En la defensa es donde vemos esa mezcla tan curiosa de veteranía y absoluta juventud que tanto me gusta analizar. Ximo Navarro aportará el oficio y el brazalete desde el lateral derecho, permitiendo que Altimira juegue unos metros más adelantado. En la izquierda, Quagliata repetirá titularidad mientras Angeliño termina de ponerse a tono físico. Pero ojo al centro de la zaga: con Loureiro todavía falto de ritmo tras un verano casi inédito, la responsabilidad recaerá de nuevo en Lucas Noubi y Bright Ede. Hablamos de una pareja de centrales con una media de 20 años. Sí, han leído bien, 20 años en la élite. Una apuesta valiente que tendrá enfrente un hueso duro de roer con el tridente malaguista formado por Larrubia, Chupe y Joaquín Muñoz.
La sala de máquinas y el factor Aubameyang
Para dominar el partido, el Dépor confía ciegamente en la dupla que forman Mario Soriano y Amatucci en el doble pivote. Son dos futbolistas con un trato exquisito de balón, pero que esta vez tendrán que ponerse el mono de trabajo. El Málaga de Funes propone un fútbol valiente y muerde por dentro con un centro del campo muy dinámico liderado por Dani Lorenzo, Carlos Dotor e Izan Merino. Ahí se va a librar una batalla táctica preciosa. Si Hidalgo ve que el agua le llega al cuello y necesita cemento en la medular, tiene la opción de dar entrada a Villares —que ha estado controlando cargas esta semana— sacrificando al danés Jensen en banda.
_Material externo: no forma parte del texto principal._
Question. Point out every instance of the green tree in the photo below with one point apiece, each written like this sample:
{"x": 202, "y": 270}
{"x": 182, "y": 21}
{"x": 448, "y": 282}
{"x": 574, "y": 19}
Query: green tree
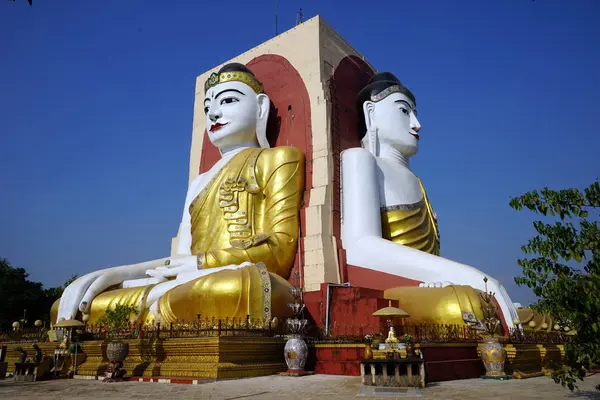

Arriba, la dinamita tiene nombres propios. Arribar a Primera y contar con Pierre-Emerick Aubameyang es jugar con cartas marcadas. El gabonés ya dejó su sello con un golazo espectacular en la primera jornada y parece entenderse a las mil maravillas con Bil. Lo de este último es una de esas historias románticas que nos regala el deporte: hace apenas un año corría por los campos de Segunda RFEF y hoy se codea con los defensas de la Liga EA Sports, impresionando a todos por su tremendo despliegue físico. Yeremay, que todavía no está al cien por cien, esperará su oportunidad desde el banquillo como un recurso de lujo para revolucionar el choque en la segunda mitad.
Consecuencias de un duelo directo por la tranquilidad
No nos engañemos, aunque estemos en la segunda jornada, este partido tiene un peso psicológico tremendo para el devenir del campeonato. Volver de Málaga con un botín de cuatro puntos en el casillero daría al Deportivo una tranquilidad bárbara para afrontar el exigente calendario que se avecina. Por el contrario, una derrota encendería las primeras alarmas sobre la excesiva juventud de la zaga y la falta de rodaje de piezas clave como Angeliño o Loureiro.
Para el Málaga, jugar en casa ante un rival directo por la permanencia es una obligación de sumar de a tres si no quieren verse abajo desde el primer suspiro. Nos espera un partido de alta tensión, de esos donde los detalles y el acierto en las áreas deciden el guion. Toca ver si la juventud deportivista se impone al ímpetu de La Rosaleda.
Habrá que estar muy atentos a cómo gestiona Hidalgo los cambios en la segunda mitad si el partido se pone cuesta arriba.